Thursday, July 24, 2014
In about 30 minutes we will be heading to Ataturk Interational airport here in Istanbul for our 11+ hour flight to Chicago.
It's been a fun couple of days in this facinating city of antiquity and an amazing couple of weeks of evangelism adventure in Nepal. And now I can't wait to get home to see my even more amazing wife and family who so willingly and sacrificially support these Mission Helper efforts to spread the Gospel.
Thank You Jesus for blessings far to great in number to list.
And...HAPPY BIRTHDAY Tom!!!
Today before we prepare for our final flight home I wanted to take this time to thank those who have organized the Mission Helper Program. After experiencing this I would recommend anyone that is considering this program to support it and participate in a future trip. While this trip has been physically and at times emotionally demanding it truly has been a blessing. Clearly progress is being made in Nepal and I pray this will continue through the work of the dedicate Christians of Nepal.
Tuesday, July 22, 2014
The Mission Helpers said our sad goodbyes to Raju and Rajan very early this morning and have arrived safely in Istanbul for our 1 1/2 day layover. We are staying at an inexpensive hostel that is just a couple blocks away from the Hagia Sophia and the Bosphorous Straights.
Monday, July 21, 2014
Twenty-three pastors gathered for a Pastoral training seminar in Kathmandu today (7/21/14). Praise the Lord for the privilege and opportunity to grow together in our understanding of God's word and to encourage each other in our faith and calling as pastors, teachers, and evangelists!
Sunday, July 20, 2014
Today, on our way back from the Nepal-Tibet border, we passed many beautiful sights. There were two things we saw, however, which weren't so awe-inspiring. We drove not far from the world's largest statue of Shiva, the Hindu god of destruction. Hindus had lined up down the steps in order to pray at the statue. As we arrived in the Kathmandu area, we drove around a large band of anti-Christian Hindu nationalists. Both of these sad sights acted as a strong reminder of the situation that Christians in Nepal find themselves in. On the surface, the situation seems dire and depressing.

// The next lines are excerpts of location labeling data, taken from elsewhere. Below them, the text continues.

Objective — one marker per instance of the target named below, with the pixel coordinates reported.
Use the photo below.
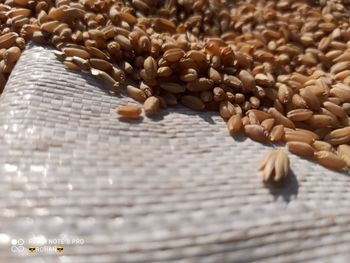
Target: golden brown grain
(274, 166)
(129, 111)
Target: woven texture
(174, 188)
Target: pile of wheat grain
(277, 70)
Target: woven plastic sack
(173, 188)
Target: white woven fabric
(176, 188)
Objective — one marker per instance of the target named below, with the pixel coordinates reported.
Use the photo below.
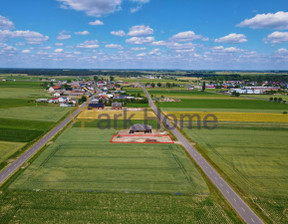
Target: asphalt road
(8, 171)
(231, 196)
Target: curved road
(13, 167)
(237, 203)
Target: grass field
(186, 94)
(118, 124)
(40, 113)
(83, 207)
(84, 159)
(233, 116)
(255, 159)
(224, 104)
(22, 93)
(7, 149)
(104, 114)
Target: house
(140, 128)
(51, 90)
(96, 106)
(116, 106)
(56, 94)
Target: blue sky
(144, 34)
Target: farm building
(96, 106)
(140, 128)
(117, 106)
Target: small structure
(140, 128)
(116, 106)
(96, 106)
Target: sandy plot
(145, 139)
(104, 114)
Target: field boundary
(112, 139)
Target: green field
(7, 149)
(224, 104)
(254, 158)
(91, 207)
(23, 93)
(40, 113)
(84, 159)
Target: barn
(140, 128)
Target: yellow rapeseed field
(236, 116)
(102, 114)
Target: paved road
(237, 203)
(8, 171)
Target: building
(140, 128)
(116, 106)
(96, 106)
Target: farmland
(21, 119)
(224, 104)
(86, 207)
(159, 181)
(104, 114)
(254, 159)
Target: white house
(51, 90)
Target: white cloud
(59, 44)
(64, 36)
(276, 37)
(59, 50)
(119, 33)
(85, 32)
(159, 43)
(30, 36)
(185, 36)
(6, 24)
(232, 50)
(114, 46)
(26, 51)
(140, 40)
(89, 44)
(278, 20)
(138, 49)
(93, 7)
(139, 6)
(96, 23)
(141, 55)
(141, 30)
(155, 51)
(232, 38)
(282, 51)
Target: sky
(144, 34)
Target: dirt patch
(144, 139)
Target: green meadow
(224, 104)
(253, 158)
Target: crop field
(84, 159)
(22, 93)
(254, 158)
(224, 104)
(117, 124)
(186, 94)
(86, 207)
(40, 113)
(232, 116)
(7, 149)
(110, 114)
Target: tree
(203, 86)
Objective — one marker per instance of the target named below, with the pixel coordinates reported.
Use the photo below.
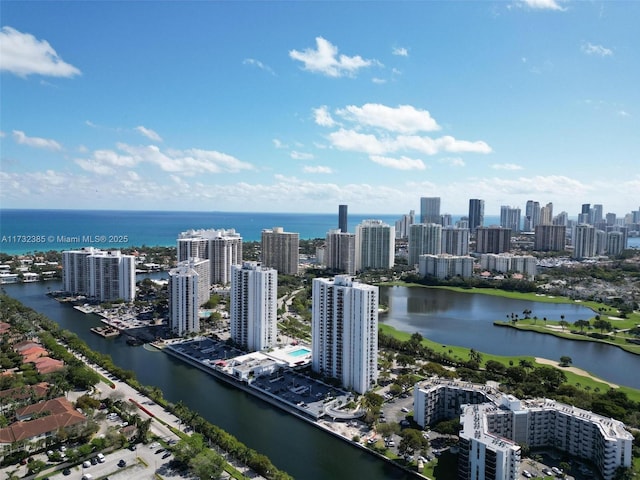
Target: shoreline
(320, 423)
(563, 335)
(576, 370)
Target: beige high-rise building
(344, 331)
(375, 245)
(254, 309)
(223, 248)
(340, 252)
(103, 275)
(188, 289)
(281, 250)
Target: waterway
(303, 451)
(300, 449)
(466, 319)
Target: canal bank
(299, 448)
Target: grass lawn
(618, 339)
(606, 312)
(462, 353)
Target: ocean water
(24, 231)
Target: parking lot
(141, 463)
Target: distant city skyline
(314, 108)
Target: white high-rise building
(424, 238)
(344, 331)
(188, 289)
(403, 224)
(430, 210)
(375, 245)
(281, 250)
(584, 241)
(546, 214)
(494, 425)
(340, 252)
(445, 266)
(223, 248)
(455, 241)
(112, 276)
(532, 216)
(103, 275)
(510, 218)
(75, 270)
(253, 314)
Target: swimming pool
(299, 352)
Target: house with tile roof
(37, 422)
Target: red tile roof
(48, 364)
(61, 414)
(38, 390)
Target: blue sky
(301, 106)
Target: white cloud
(352, 140)
(94, 166)
(447, 143)
(23, 55)
(36, 142)
(400, 51)
(317, 169)
(323, 117)
(598, 50)
(360, 142)
(542, 4)
(452, 161)
(185, 162)
(506, 166)
(150, 134)
(257, 63)
(325, 60)
(402, 119)
(301, 155)
(402, 163)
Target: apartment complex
(253, 313)
(584, 241)
(510, 218)
(430, 210)
(343, 215)
(280, 250)
(493, 425)
(223, 248)
(344, 331)
(103, 275)
(493, 239)
(550, 238)
(445, 266)
(455, 241)
(506, 262)
(340, 252)
(188, 289)
(375, 245)
(424, 238)
(476, 214)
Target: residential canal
(303, 451)
(466, 319)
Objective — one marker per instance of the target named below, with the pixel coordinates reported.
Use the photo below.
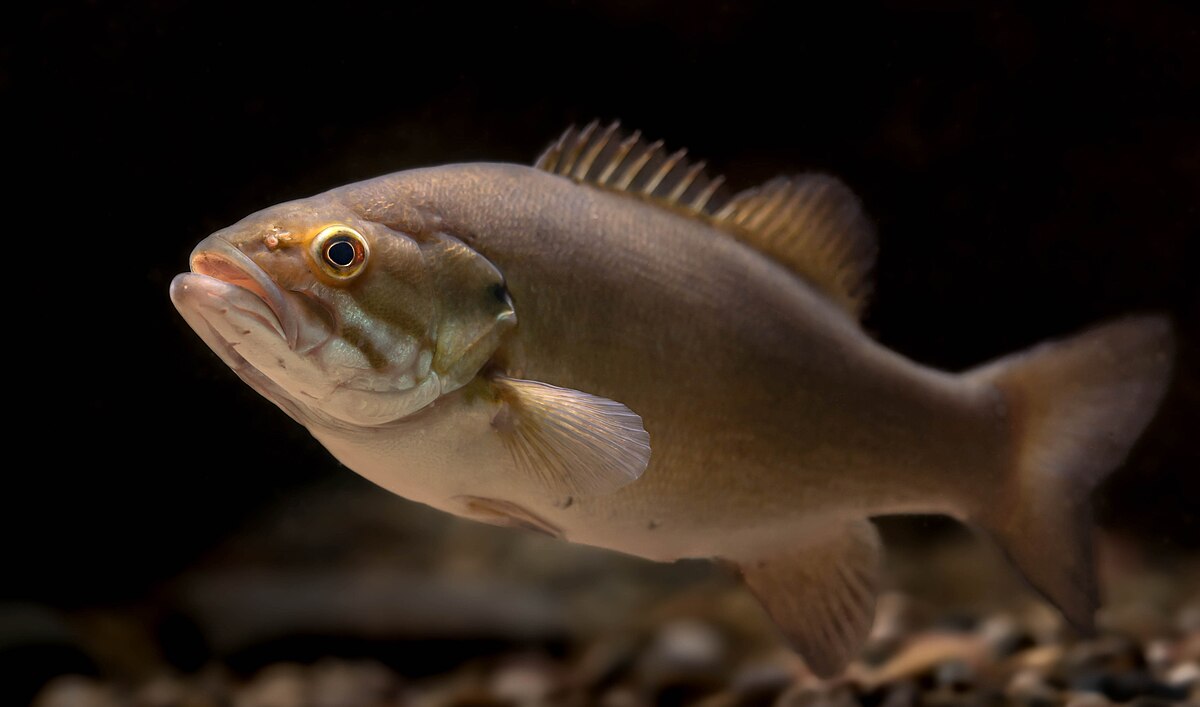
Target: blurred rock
(1027, 687)
(1183, 675)
(825, 696)
(73, 690)
(684, 651)
(525, 679)
(763, 678)
(903, 694)
(339, 683)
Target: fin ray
(822, 594)
(1074, 409)
(570, 442)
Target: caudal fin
(1075, 408)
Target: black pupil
(341, 252)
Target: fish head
(339, 319)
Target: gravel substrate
(711, 649)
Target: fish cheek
(474, 310)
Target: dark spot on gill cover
(501, 293)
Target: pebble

During our mission trip in Nepal, I have also come to realize two things. And these two thoughts are much more encouraging, I think, than the depressing sights which I saw today.
The first thing to realize is this: The same God who has blessed the CLC and its work in America is blessing and will continue to bless the HCLCN and its work in Nepal. Think about all of the blessings that God has provided not only for you, but also for your local church and the CLC in general. In the past 50+ years, the Lord has continuously blessed and sustained our little church body. In the same ways, the Lord has blessed the HCLCN in the past 5+ years.
We often have a hard time looking past our own cares and concerns to others in our own community, much less around the world. The Lord, however, in His omniscience, knows the needs of all of His children. The same powerful right hand that has provided for, blessed, and sustained us in the CLC is, at the same time, providing for, blessing, and sustaining those in the HCLCN.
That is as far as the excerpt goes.